Generalized massive optimal data compression

TL;DR

This paper introduces a general method for optimally compressing large datasets into a minimal set of informative summaries that retain all Fisher information, applicable to both Gaussian and non-Gaussian data.

Contribution

It generalizes existing linear compression techniques to a unified framework that produces optimal non-linear summaries for diverse data distributions.

Findings

Compression to the score function preserves Fisher information.

The method recovers linear and quadratic compression as special cases.
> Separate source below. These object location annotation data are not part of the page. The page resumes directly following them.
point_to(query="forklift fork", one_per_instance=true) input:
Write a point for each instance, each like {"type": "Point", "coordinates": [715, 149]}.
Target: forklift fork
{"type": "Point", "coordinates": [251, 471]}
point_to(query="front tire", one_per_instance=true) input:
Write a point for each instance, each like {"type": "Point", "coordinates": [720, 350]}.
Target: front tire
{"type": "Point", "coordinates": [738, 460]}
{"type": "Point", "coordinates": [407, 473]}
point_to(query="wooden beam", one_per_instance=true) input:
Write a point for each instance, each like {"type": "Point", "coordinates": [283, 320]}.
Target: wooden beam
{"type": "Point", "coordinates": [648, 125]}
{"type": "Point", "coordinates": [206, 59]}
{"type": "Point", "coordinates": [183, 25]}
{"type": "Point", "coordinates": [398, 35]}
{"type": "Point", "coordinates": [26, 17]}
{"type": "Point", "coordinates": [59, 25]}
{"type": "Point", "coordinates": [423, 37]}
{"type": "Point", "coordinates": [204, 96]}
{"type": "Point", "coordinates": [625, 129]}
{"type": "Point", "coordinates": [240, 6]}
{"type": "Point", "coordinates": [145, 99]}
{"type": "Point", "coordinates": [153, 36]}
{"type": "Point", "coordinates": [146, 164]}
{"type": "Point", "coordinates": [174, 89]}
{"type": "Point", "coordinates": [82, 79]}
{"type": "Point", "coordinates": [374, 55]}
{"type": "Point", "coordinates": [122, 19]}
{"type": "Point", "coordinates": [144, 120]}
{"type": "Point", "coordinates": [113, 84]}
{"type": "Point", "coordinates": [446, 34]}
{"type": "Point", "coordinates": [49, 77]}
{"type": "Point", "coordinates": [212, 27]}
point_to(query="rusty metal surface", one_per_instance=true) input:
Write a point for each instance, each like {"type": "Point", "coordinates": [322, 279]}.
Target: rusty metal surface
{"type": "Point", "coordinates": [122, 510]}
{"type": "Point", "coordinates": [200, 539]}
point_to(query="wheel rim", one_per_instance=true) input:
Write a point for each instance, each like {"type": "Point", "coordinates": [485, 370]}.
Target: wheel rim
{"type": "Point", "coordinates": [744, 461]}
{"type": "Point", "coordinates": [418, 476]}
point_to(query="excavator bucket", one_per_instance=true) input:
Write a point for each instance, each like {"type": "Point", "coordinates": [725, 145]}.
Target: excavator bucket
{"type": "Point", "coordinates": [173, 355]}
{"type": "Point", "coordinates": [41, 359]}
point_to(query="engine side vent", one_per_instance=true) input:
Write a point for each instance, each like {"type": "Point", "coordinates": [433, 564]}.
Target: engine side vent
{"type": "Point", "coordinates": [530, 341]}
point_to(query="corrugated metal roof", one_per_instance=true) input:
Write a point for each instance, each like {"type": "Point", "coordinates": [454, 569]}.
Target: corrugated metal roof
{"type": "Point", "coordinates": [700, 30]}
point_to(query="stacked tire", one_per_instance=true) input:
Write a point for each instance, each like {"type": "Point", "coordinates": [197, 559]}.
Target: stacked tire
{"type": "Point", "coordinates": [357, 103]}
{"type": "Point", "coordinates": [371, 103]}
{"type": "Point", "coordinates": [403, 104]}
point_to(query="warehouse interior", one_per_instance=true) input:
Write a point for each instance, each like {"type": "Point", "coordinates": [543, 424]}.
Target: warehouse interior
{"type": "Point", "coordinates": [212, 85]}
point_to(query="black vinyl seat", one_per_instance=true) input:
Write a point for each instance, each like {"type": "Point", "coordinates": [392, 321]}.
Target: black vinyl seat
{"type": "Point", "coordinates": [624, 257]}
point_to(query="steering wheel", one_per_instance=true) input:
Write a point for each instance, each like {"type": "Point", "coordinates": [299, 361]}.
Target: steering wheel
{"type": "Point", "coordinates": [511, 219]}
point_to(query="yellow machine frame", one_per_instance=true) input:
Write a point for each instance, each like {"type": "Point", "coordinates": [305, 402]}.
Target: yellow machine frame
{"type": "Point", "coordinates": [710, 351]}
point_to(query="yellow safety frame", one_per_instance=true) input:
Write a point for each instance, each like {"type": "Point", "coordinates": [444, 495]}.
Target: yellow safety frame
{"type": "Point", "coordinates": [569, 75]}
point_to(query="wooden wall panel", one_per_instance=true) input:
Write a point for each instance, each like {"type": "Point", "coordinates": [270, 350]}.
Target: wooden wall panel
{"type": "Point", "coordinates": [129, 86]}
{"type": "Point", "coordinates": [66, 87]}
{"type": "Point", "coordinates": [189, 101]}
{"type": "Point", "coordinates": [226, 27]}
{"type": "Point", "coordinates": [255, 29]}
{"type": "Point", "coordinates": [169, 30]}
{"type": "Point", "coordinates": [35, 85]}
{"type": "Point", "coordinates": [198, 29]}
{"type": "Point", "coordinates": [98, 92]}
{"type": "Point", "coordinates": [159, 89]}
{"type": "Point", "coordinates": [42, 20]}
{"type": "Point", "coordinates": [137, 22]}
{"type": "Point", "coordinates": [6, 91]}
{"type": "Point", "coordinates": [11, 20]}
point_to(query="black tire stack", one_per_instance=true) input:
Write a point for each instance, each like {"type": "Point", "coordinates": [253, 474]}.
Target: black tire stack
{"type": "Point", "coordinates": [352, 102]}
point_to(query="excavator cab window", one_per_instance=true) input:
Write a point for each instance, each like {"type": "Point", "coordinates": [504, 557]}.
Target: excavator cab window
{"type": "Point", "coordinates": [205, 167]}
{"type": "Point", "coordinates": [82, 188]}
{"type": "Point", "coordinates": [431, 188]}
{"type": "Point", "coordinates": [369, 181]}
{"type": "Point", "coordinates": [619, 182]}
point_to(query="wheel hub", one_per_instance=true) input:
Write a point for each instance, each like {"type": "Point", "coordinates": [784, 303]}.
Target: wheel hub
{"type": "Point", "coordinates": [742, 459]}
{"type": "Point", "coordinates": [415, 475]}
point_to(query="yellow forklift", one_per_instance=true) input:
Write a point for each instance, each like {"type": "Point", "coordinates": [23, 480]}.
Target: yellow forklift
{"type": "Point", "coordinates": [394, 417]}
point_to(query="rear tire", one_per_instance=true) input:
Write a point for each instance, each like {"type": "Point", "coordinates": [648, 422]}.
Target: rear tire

Explicit derivation of optimal summaries for Gaussian data with parameter-dependent mean and covariance.

Abstract

Data compression has become one of the cornerstones of modern astronomical data analysis, with the vast majority of analyses compressing large raw datasets down to a manageable number of informative summaries. In this paper we provide a general procedure for optimally compressing $N$ data down to $n$ summary statistics, where $n$ is equal to the number of parameters of interest. We show that compression to the score function -- the gradient of the log-likelihood with respect to the parameters -- yields $n$ compressed statistics that are optimal in the sense that they preserve the Fisher information content of the data. Our method generalizes earlier work on linear Karhunen-Lo\'{e}ve compression for Gaussian data whilst recovering both lossless linear compression and quadratic estimation as special cases when they are optimal. We give a unified treatment that also includes the general non-Gaussian case as long as mild regularity conditions are satisfied, producing optimal non-linear summary statistics when appropriate. As a worked example, we derive explicitly the $n$ optimal compressed statistics for Gaussian data in the general case where both the mean and covariance depend on the parameters.